Assess Abilities of Staff Members
When working with other team members, the nurse must ensure tasks are being knowledgeably and appropriately carried out. Assessing your teammates’ abilities, delegating/monitoring tasks, and continuing education courses enable nurses to carry this out. Whether they be new employees, unlicensed assistive personnel, or current employees getting checked off on new tasks, it is the supervising nurse’s responsibility to ensure the staff member is completing tasks correctly and safely. Nurses should know their scopes of practice along with other team members’ to make sure all are practicing within their level. When assessing an individual’s ability to do an assignment, it is important to know his or her training background and experience level. Once staff is checked off on a particular task, it is still the delegating nurse’s responsibility to follow up with further evaluation.

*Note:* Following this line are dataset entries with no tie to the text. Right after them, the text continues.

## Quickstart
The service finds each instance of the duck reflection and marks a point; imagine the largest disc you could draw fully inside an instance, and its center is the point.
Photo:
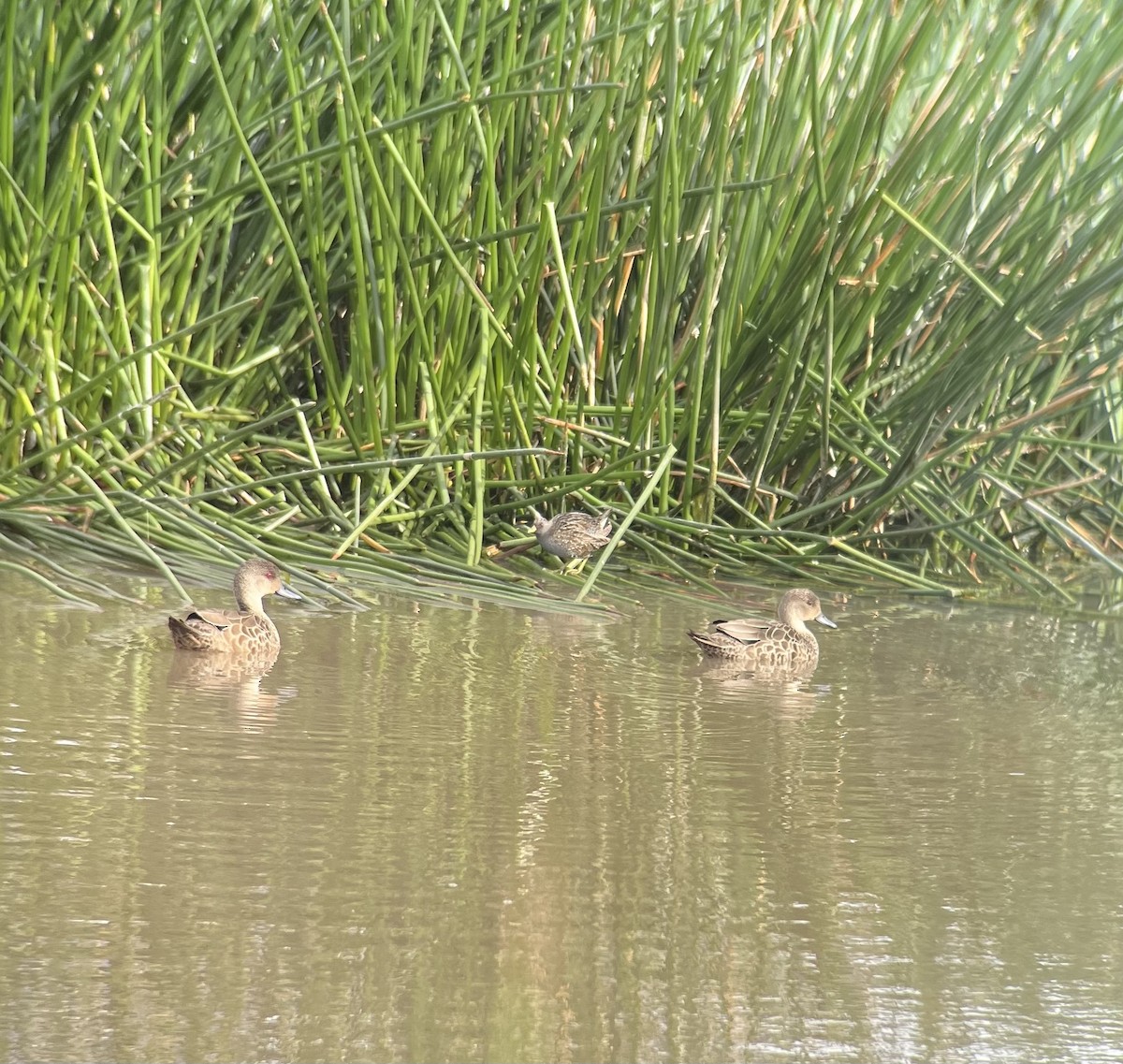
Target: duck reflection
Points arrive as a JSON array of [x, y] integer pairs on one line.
[[237, 675]]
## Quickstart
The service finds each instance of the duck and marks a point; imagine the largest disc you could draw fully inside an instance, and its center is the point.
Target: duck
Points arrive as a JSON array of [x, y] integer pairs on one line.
[[573, 535], [244, 631], [785, 645]]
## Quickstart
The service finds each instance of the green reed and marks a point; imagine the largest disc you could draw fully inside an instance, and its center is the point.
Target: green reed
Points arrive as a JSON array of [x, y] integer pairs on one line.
[[784, 285]]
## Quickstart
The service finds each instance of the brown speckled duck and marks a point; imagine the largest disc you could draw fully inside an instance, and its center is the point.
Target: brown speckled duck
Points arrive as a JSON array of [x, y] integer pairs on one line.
[[785, 645], [573, 535], [244, 631]]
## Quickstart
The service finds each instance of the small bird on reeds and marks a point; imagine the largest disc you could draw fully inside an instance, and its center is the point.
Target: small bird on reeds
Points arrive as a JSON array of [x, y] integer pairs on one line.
[[244, 631], [573, 535]]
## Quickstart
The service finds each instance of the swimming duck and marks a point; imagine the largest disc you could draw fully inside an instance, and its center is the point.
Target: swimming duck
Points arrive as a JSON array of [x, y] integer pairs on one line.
[[784, 645], [246, 630]]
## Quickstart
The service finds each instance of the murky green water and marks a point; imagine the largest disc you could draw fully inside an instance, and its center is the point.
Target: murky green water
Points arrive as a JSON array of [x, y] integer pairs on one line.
[[482, 834]]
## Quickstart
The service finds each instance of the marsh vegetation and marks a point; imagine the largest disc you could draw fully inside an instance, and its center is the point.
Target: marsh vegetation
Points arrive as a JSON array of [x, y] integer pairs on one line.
[[778, 284]]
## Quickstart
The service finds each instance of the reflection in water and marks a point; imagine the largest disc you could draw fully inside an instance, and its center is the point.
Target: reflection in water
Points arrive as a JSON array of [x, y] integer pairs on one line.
[[492, 834], [240, 676]]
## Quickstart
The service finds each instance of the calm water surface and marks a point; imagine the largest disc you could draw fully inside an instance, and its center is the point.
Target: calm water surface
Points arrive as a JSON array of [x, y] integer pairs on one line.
[[475, 833]]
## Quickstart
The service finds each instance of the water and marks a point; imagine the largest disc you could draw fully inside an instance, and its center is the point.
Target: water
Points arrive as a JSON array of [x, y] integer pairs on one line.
[[486, 834]]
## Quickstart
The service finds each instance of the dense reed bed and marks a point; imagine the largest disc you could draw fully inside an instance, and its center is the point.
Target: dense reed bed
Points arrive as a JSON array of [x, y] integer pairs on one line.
[[784, 285]]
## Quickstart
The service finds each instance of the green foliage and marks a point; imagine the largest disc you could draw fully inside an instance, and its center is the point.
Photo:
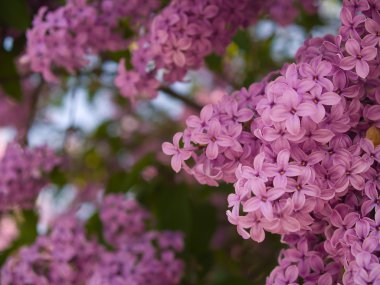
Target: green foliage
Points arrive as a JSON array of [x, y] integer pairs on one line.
[[27, 224], [9, 77], [15, 13]]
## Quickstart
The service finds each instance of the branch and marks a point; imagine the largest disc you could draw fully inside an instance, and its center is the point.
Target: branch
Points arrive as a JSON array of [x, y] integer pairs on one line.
[[32, 112], [184, 99]]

Assigning and Monitoring Tasks
It is the nurse’s responsibility, whether a staff or charge nurse, to be thoughtful when making assignments. Staff nurses need to follow up with unlicensed assistive personnel on delegated tasks to verify completion and make sure they understand the task assignment. Charge nurses make client assignments and follow up through the shift as nurses get admissions/discharges to ensure a proper assignment balance for all staff. Evaluation of team members’ performance with positive feedback as well as constructive criticism is critical for improvement. It is also important to note conflict between staff members and enable quick resolution to provide the best care for clients.
Continuing education involves classes on the unit, online credit courses, and community course opportunities. It is important for nurses to continue to be educated in all aspects of healthcare to be up to date with what is evidence-based practice. Nurses should advocate for each other if they notice a team member needs more education in a particular area.

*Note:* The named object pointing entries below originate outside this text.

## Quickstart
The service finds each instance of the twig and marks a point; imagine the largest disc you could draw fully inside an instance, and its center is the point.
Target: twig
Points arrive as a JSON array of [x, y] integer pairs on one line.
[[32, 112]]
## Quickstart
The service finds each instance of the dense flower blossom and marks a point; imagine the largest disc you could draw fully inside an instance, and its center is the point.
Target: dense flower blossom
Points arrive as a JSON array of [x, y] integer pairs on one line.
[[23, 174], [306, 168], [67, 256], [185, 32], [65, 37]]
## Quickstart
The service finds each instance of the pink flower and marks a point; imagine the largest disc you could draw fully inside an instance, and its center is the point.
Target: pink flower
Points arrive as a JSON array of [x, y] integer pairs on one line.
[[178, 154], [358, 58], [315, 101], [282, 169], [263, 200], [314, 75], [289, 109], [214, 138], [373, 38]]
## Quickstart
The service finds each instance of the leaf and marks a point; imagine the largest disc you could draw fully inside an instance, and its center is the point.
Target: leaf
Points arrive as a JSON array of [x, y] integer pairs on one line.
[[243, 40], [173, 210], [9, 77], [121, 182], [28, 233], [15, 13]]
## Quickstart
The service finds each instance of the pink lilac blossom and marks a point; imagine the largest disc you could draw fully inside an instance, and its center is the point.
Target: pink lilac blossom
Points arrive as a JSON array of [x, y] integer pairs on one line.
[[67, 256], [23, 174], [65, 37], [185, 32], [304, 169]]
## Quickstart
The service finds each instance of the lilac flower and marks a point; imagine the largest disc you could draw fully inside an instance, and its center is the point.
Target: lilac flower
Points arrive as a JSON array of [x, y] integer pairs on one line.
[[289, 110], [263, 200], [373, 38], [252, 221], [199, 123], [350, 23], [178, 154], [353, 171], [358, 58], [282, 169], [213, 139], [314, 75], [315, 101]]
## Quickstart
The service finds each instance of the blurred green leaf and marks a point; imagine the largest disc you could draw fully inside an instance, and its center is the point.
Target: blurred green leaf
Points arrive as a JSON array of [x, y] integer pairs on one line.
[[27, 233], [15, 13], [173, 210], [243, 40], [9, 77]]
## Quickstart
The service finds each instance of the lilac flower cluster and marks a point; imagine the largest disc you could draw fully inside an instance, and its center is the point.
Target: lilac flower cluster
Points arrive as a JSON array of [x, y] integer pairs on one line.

Quality improvement in healthcare is based on research and evidence supporting the way healthcare providers practice. It is a vital component in healthcare because it is continually changing in relation to current, factual, and scientific evidence that supports what nurses do.
Nurses participate in quality improvement by assisting in data collection of objective, factual information as well as research. Attending inservices with updated, evidence-based practice guidelines as well as attending quality improvement committees ensure the new data gets to all staff so they can practice nursing at the highest standard.
When an issue in client care arises and is noted to be an ongoing problem, quality improvement projects start. It is important to know the appropriate individual to whom issue reports should be taken. This is also where chain of command comes into play. The correct and trackable route of reporting is also important. For example, incident reports are a great way for risk management to track issues that need to be addressed by quality improvement committees.